I mean, why would you leave a detailed map of your hideout in a treasure chest near the front door? It doesn't make any fucking sense. Games recently like Fallout 3 and Borderlands have done a decent job hiding the treasure chest feature - they might have metal boxes, or even better are some busted up looking lockers. Desk drawers, kitchen cabinets, filing cabinets, under the bed, between the sofa cushions, in your pants pocket, please just ANYWHERE but a fucking treasure chest. There's no point, if you're going to leave the chest out in the open, why not simply just leave the shit on the floor?! Get those old cliche treasure chests OUT OF HERE!


A Rabite was holding a treasure chest, out in the open, that contained an item inside of it...? I'm speechless.


Don't get me wrong, I don't mind items in games. I don't know what I'd do if I had to play Contra without a gun upgrade, or Pokemon without status healing potions. But if you're going to hide the items, be creative enough to not make it a treasure chest, but not so extreme that you can find food inside of candles. Don't make non-humanoid characters hold stuff that humans can use, because, as I've said repeatedly, it doesn't make sense; how can anyone understand that the eagle you killed was carrying a sword better than your own?
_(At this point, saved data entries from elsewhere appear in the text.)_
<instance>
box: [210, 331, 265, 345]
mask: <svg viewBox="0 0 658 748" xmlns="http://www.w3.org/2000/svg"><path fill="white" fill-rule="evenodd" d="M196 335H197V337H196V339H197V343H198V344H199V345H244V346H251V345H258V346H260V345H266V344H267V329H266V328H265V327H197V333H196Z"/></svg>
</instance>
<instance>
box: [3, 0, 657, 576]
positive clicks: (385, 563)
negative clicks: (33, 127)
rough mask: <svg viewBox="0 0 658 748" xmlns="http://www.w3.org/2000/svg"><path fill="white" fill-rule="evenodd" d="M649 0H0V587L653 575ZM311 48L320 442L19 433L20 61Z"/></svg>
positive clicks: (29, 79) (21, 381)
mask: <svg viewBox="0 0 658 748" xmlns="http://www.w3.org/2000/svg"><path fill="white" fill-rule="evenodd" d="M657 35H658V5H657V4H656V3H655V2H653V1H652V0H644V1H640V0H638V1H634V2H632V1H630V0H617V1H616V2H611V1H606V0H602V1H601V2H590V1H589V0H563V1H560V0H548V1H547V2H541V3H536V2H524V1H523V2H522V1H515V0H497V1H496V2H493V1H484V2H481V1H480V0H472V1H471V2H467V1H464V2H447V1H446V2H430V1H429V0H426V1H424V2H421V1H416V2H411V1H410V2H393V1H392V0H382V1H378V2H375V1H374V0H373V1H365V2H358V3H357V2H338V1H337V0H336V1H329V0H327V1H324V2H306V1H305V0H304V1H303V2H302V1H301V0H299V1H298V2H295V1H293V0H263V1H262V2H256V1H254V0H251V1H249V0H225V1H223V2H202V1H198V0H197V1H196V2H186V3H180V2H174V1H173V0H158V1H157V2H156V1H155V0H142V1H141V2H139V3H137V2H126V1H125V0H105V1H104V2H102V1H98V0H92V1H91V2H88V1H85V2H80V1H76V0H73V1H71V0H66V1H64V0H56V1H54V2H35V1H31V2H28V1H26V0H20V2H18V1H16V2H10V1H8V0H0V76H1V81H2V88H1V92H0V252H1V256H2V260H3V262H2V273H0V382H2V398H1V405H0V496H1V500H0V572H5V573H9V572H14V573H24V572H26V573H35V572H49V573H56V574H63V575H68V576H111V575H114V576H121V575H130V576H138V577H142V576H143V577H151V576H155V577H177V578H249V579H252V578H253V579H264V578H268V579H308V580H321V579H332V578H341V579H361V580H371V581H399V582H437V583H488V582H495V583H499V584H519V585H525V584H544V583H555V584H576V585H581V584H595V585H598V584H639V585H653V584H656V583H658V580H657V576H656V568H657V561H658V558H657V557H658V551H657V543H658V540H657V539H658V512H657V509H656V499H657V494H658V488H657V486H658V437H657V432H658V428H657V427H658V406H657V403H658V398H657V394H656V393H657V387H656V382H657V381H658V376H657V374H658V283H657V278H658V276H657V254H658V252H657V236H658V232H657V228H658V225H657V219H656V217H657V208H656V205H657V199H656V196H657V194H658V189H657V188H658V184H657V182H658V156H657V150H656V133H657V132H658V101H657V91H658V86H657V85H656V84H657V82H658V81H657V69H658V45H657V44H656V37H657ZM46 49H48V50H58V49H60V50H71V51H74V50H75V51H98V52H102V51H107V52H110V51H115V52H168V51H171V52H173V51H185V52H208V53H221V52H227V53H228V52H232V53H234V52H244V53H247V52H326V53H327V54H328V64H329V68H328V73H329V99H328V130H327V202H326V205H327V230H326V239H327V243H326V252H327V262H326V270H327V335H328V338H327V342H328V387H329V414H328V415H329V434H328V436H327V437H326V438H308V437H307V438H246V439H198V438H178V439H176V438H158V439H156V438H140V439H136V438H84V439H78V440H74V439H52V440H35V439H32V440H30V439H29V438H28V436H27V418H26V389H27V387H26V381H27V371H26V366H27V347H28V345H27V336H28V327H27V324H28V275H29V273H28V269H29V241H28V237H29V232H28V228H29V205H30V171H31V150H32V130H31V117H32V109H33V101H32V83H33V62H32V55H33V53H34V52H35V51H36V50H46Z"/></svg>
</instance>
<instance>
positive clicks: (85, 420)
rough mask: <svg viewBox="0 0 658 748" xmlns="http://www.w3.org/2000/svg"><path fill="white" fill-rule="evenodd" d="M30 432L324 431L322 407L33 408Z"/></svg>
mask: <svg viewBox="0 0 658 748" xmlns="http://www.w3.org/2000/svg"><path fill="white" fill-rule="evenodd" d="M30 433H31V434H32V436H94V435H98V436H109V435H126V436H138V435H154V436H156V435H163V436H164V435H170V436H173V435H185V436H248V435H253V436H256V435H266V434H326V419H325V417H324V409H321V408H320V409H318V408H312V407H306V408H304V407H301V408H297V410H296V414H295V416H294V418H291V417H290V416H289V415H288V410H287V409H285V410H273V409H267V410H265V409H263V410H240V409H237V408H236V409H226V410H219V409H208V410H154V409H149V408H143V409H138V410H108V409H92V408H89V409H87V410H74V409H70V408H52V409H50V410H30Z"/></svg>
I would either like to see new ways to distribute items to the player, or some form of explanation as to why they got there. Perhaps Rosalina left the different mushrooms across the galaxy for Mario to use in order to help him. Maybe the energy tabs Mega Man can pick up were old power cores of the defeated robot that still has energy left in it. But a chicken out of a chandelier? A treasure chest with JUST the right item you need to further your progress within the same dungeon? Give me a fucking break.